Michael Jackson, il giallo del testamento

LOS ANGELES - Non c'è pace per Michael Jackson, morto nella notte tra mercoledì e giovedì scorso in seguito ad un arresto cardiaco. Si è infiammata, infatti, la battaglia per l'eredita. Esisterebbero, infatti, due copie del testamento scritto dal Re del pop. Secondo quanto riportato dal "Wall Street Journal", la versione più recente è datata 2002. Il documento potrebbe essere presentato dall'avvocato di Jackson alla Los Angeles Superior Court già giovedì prossimo, in ogni caso entro 30 giorni dalla data della morte, come prevede la legge in vigore in California.

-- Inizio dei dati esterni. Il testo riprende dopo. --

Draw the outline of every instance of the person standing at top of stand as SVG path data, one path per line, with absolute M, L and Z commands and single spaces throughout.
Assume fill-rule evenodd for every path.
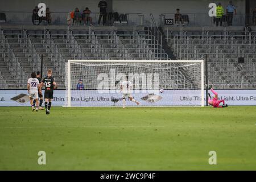
M 100 1 L 98 5 L 98 7 L 100 7 L 100 17 L 98 18 L 98 25 L 101 23 L 101 17 L 103 16 L 103 25 L 106 23 L 106 8 L 108 5 L 105 0 Z

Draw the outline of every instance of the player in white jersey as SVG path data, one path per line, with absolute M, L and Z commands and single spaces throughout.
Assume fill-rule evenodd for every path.
M 139 102 L 134 100 L 131 94 L 131 90 L 132 88 L 131 82 L 128 80 L 128 76 L 126 76 L 126 80 L 123 81 L 120 87 L 121 91 L 123 93 L 123 108 L 125 107 L 125 97 L 126 96 L 132 102 L 135 102 L 137 105 L 139 104 Z
M 38 111 L 39 102 L 38 101 L 38 93 L 42 93 L 41 87 L 39 81 L 36 78 L 36 75 L 35 72 L 31 73 L 31 78 L 27 80 L 27 91 L 30 95 L 30 104 L 32 107 L 32 111 L 35 110 Z M 36 101 L 36 108 L 35 108 L 33 104 L 33 100 Z

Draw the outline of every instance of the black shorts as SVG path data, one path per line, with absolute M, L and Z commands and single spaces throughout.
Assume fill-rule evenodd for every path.
M 45 90 L 44 98 L 53 98 L 53 90 Z
M 43 97 L 42 94 L 38 93 L 38 98 L 40 98 L 41 97 Z

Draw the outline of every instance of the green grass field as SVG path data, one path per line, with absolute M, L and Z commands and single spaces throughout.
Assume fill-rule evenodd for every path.
M 1 107 L 0 169 L 256 170 L 256 107 Z

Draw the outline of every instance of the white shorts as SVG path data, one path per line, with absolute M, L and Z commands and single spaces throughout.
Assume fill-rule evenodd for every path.
M 125 97 L 131 97 L 131 94 L 130 93 L 123 93 L 123 98 L 125 98 Z
M 38 92 L 30 93 L 30 98 L 32 99 L 38 98 Z

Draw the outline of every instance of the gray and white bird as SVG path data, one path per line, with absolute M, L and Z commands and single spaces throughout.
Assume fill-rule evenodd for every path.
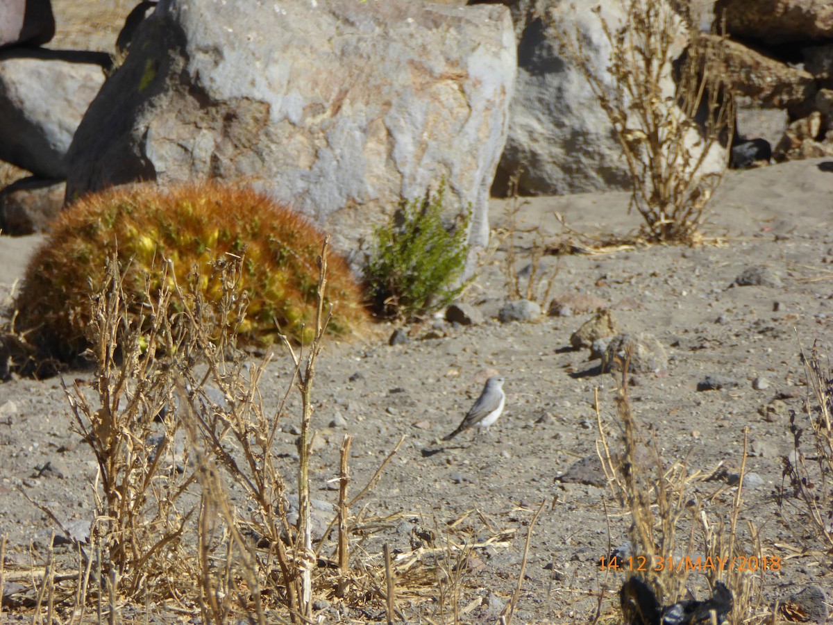
M 451 434 L 443 437 L 442 440 L 450 441 L 461 432 L 471 428 L 476 428 L 478 431 L 486 428 L 488 432 L 489 426 L 497 421 L 506 402 L 506 396 L 503 392 L 504 381 L 503 376 L 492 376 L 486 380 L 483 392 L 471 409 L 466 413 L 462 422 Z

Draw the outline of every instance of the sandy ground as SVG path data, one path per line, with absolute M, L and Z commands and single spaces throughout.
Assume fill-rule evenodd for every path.
M 779 571 L 759 575 L 761 598 L 770 604 L 804 584 L 833 586 L 830 556 L 814 553 L 821 545 L 805 538 L 794 515 L 781 513 L 773 496 L 781 484 L 781 457 L 792 449 L 787 410 L 801 413 L 807 394 L 799 346 L 818 341 L 828 353 L 833 345 L 831 164 L 806 161 L 731 172 L 711 204 L 706 228 L 717 244 L 563 257 L 553 288 L 554 295 L 602 298 L 614 307 L 624 330 L 650 332 L 664 347 L 667 368 L 632 376 L 630 392 L 636 418 L 666 463 L 687 459 L 689 470 L 703 475 L 722 463 L 736 472 L 748 428 L 746 471 L 760 481 L 744 491 L 742 535 L 749 538 L 751 522 L 761 531 L 764 554 L 782 558 Z M 639 225 L 638 216 L 626 214 L 626 205 L 625 193 L 540 198 L 530 199 L 521 217 L 523 223 L 540 226 L 548 241 L 561 232 L 556 212 L 584 234 L 623 234 Z M 505 209 L 505 202 L 492 202 L 494 228 L 504 223 Z M 0 239 L 0 298 L 22 275 L 37 241 Z M 521 258 L 525 253 L 520 250 Z M 439 338 L 426 339 L 430 323 L 412 327 L 411 341 L 397 347 L 387 341 L 392 327 L 382 328 L 383 339 L 327 346 L 314 392 L 314 425 L 322 441 L 312 472 L 315 496 L 337 500 L 327 482 L 337 474 L 345 434 L 355 437 L 357 484 L 405 435 L 368 500 L 368 513 L 395 516 L 368 544 L 384 541 L 407 550 L 415 530 L 443 527 L 466 514 L 460 527 L 478 540 L 505 532 L 510 538 L 476 550 L 478 564 L 464 582 L 463 604 L 470 608 L 465 620 L 492 622 L 517 578 L 529 519 L 546 502 L 531 542 L 516 622 L 586 621 L 597 596 L 612 601 L 621 583 L 621 573 L 600 571 L 600 558 L 626 539 L 628 522 L 597 472 L 594 478 L 592 472 L 569 472 L 576 461 L 595 455 L 594 392 L 599 389 L 602 414 L 611 419 L 615 380 L 594 371 L 597 362 L 588 360 L 586 350 L 569 348 L 571 332 L 590 315 L 506 324 L 495 318 L 506 300 L 505 254 L 501 246 L 488 257 L 466 295 L 484 313 L 483 323 L 437 322 Z M 545 258 L 548 267 L 555 262 Z M 753 268 L 768 268 L 780 284 L 735 285 L 739 274 Z M 492 369 L 506 378 L 501 419 L 476 442 L 468 432 L 439 442 Z M 288 371 L 284 357 L 269 366 L 261 388 L 267 406 L 277 405 Z M 726 376 L 736 386 L 698 391 L 707 375 Z M 67 373 L 70 379 L 85 376 Z M 762 388 L 753 388 L 756 378 L 755 386 Z M 23 560 L 32 542 L 35 552 L 43 552 L 51 525 L 16 489 L 57 511 L 62 521 L 89 519 L 94 464 L 70 431 L 58 379 L 0 383 L 0 535 L 8 536 L 10 552 Z M 330 427 L 337 413 L 346 425 Z M 291 433 L 276 443 L 285 458 L 294 449 Z M 51 470 L 43 471 L 47 462 Z M 580 482 L 564 481 L 565 473 Z M 735 490 L 724 476 L 694 482 L 690 495 L 711 518 L 721 518 Z M 691 584 L 701 596 L 702 576 L 693 575 Z M 428 616 L 436 610 L 430 602 L 403 607 Z M 350 618 L 383 618 L 383 607 Z

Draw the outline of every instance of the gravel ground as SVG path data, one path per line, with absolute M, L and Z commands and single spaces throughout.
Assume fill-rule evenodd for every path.
M 713 475 L 690 487 L 690 496 L 710 518 L 725 518 L 735 496 L 729 476 L 740 468 L 748 428 L 746 472 L 756 477 L 747 476 L 741 536 L 749 538 L 751 523 L 760 531 L 763 554 L 781 558 L 780 570 L 758 576 L 766 605 L 806 585 L 831 588 L 833 580 L 833 562 L 820 554 L 822 545 L 786 513 L 791 507 L 782 513 L 774 498 L 781 484 L 781 458 L 792 450 L 787 411 L 801 414 L 808 392 L 800 345 L 808 348 L 818 341 L 825 354 L 833 345 L 833 174 L 822 162 L 731 172 L 712 203 L 706 233 L 718 238 L 714 244 L 565 256 L 553 288 L 559 298 L 581 292 L 601 298 L 623 331 L 648 332 L 662 346 L 667 364 L 631 376 L 632 409 L 666 465 L 685 460 L 689 472 Z M 537 225 L 551 242 L 561 232 L 555 217 L 560 213 L 581 233 L 621 234 L 639 225 L 637 216 L 626 214 L 626 204 L 623 193 L 535 198 L 521 208 L 520 226 Z M 492 202 L 496 242 L 505 208 L 504 202 Z M 528 256 L 528 239 L 518 242 L 519 267 Z M 0 239 L 0 297 L 12 288 L 37 242 Z M 367 501 L 367 518 L 387 517 L 365 542 L 367 558 L 376 558 L 382 542 L 395 553 L 407 552 L 424 528 L 446 528 L 465 517 L 447 530 L 450 535 L 460 539 L 471 531 L 476 542 L 491 542 L 469 559 L 463 620 L 491 622 L 514 589 L 528 523 L 544 502 L 516 621 L 587 621 L 600 595 L 602 612 L 611 612 L 606 602 L 614 601 L 623 577 L 600 570 L 600 558 L 626 540 L 629 522 L 592 460 L 598 439 L 594 396 L 597 390 L 602 417 L 611 421 L 616 378 L 598 372 L 588 350 L 571 348 L 571 335 L 590 313 L 497 321 L 506 302 L 506 252 L 505 244 L 493 250 L 466 295 L 482 322 L 436 320 L 408 327 L 409 340 L 394 347 L 387 341 L 392 326 L 380 327 L 377 336 L 361 342 L 327 344 L 314 389 L 319 437 L 314 496 L 337 500 L 328 481 L 337 475 L 345 434 L 355 438 L 355 484 L 367 482 L 404 435 Z M 545 257 L 547 268 L 555 262 Z M 739 286 L 744 275 L 762 283 Z M 289 371 L 285 354 L 267 368 L 261 386 L 267 408 L 282 397 Z M 464 432 L 441 442 L 494 372 L 506 378 L 500 420 L 477 440 Z M 65 375 L 89 378 L 82 372 Z M 705 390 L 709 376 L 711 386 L 716 380 L 722 388 Z M 290 461 L 292 418 L 276 442 L 276 452 Z M 36 556 L 42 555 L 52 527 L 18 488 L 63 522 L 91 518 L 94 463 L 69 425 L 57 378 L 0 383 L 0 535 L 8 537 L 11 565 L 29 562 L 30 544 Z M 66 547 L 57 551 L 71 554 Z M 701 597 L 702 575 L 692 574 L 690 582 Z M 384 618 L 381 604 L 344 612 L 337 602 L 319 607 L 325 621 Z M 406 598 L 401 607 L 414 620 L 437 618 L 431 601 Z M 134 612 L 122 616 L 128 613 Z M 162 608 L 147 613 L 154 620 L 174 618 Z

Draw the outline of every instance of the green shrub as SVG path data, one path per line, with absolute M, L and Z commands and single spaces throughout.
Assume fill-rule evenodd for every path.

In base a questo documento, il patrimonio, stimato in un miliardo di dollari, andrebbe suddiviso tra la madre, i suoi tre figli e diverse associazioni benefiche. A stilarlo, secondo quanto riportato dal quotidiano, è stato l'avvocato John Branca, che ha curato gli affari legali del cantante dal 1980 al 2006, e che aveva ripreso a farlo poco tempo prima della morte di Jackson.

 

Nel documento, Branca è anche nominato come esecutore testamentario, insieme all'impresario musicale John McClain, vecchio amico di Michael Jackson. Ma secondo quanto riportato da diversi media americani, vi sarebbe in circolazione anche un'altra versione delle ultime volontà di Jackson. Intanto i genitori del cantante avrebbero già presentato una denuncia in tribunale in cui si dichiara che il figlio è morto senza lasciare loro alcun testamento.